Diefenbunker dedicated to human survival

by Leslie Hossack

Operating Room, Level 400, The Diefenbunker, Ottawa 2010

© Leslie Hossack

Exactly 50 years ago, in December 1961, Canada’s Central Emergency Government Headquarters, aka the Diefenbunker, became operational. During the Cold War, in the event of a nuclear attack, designated government officials would report to the bunker.

The medical centre in the bunker was staffed by personnel from the Canadian National Defence Medical Centre in Ottawa. In addition to the examination room shown in yesterday’s post, the medical centre had a full operating room and recovery rooms. Please click on the picture above to see more details.

Built secretly between 1959 and 1961 just outside of Ottawa, the Diefenbunker was nicknamed after Prime Minister John G. Diefenbaker. This massive underground complex contained office spaces, sleeping quarters, broadcasting facilities and decontamination chambers.

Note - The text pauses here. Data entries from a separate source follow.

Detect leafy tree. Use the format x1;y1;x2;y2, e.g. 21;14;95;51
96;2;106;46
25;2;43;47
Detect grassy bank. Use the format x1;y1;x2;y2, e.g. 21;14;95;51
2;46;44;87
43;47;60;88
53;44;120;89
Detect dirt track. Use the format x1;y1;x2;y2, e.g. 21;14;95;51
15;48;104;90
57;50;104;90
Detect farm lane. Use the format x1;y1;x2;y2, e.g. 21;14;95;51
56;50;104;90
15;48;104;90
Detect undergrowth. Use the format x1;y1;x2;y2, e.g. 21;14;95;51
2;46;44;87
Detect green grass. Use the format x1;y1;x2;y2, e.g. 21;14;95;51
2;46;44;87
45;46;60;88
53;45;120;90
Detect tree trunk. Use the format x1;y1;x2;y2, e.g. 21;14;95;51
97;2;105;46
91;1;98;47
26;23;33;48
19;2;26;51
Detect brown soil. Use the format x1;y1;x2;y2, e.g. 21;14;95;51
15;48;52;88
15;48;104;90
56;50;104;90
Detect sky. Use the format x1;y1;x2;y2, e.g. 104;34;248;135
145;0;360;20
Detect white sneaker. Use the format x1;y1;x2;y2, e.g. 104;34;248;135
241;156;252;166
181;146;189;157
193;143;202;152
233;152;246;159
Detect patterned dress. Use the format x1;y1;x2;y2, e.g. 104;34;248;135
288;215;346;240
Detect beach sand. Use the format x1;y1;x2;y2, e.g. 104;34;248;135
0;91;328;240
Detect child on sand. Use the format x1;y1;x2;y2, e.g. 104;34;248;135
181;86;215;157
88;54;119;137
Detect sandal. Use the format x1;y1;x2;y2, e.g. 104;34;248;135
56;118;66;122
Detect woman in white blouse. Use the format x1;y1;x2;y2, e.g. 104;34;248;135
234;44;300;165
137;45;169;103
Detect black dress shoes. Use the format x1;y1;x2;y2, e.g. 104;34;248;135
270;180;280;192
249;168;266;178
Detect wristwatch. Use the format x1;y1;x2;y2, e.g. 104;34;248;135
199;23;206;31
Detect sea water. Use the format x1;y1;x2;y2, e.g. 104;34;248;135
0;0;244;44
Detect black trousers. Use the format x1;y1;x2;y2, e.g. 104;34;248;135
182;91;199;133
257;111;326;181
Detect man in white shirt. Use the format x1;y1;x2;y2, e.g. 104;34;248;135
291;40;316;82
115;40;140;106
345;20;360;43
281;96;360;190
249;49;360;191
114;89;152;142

On August 21st 1958, Prime Minister Diefenbaker ordered the construction of the shelter. The Diefenbunker was designed for 535 people, with enough supplies to survive for 30 days. Inside the bunker, a CBC radio station provided a vital link to the Canadian public. A weather studio was equipped to monitor wind patterns and take radioactive readings. Other rooms – kitchens, bathrooms, food and waste storage, a hospital and a morgue – were dedicated to simple human survival.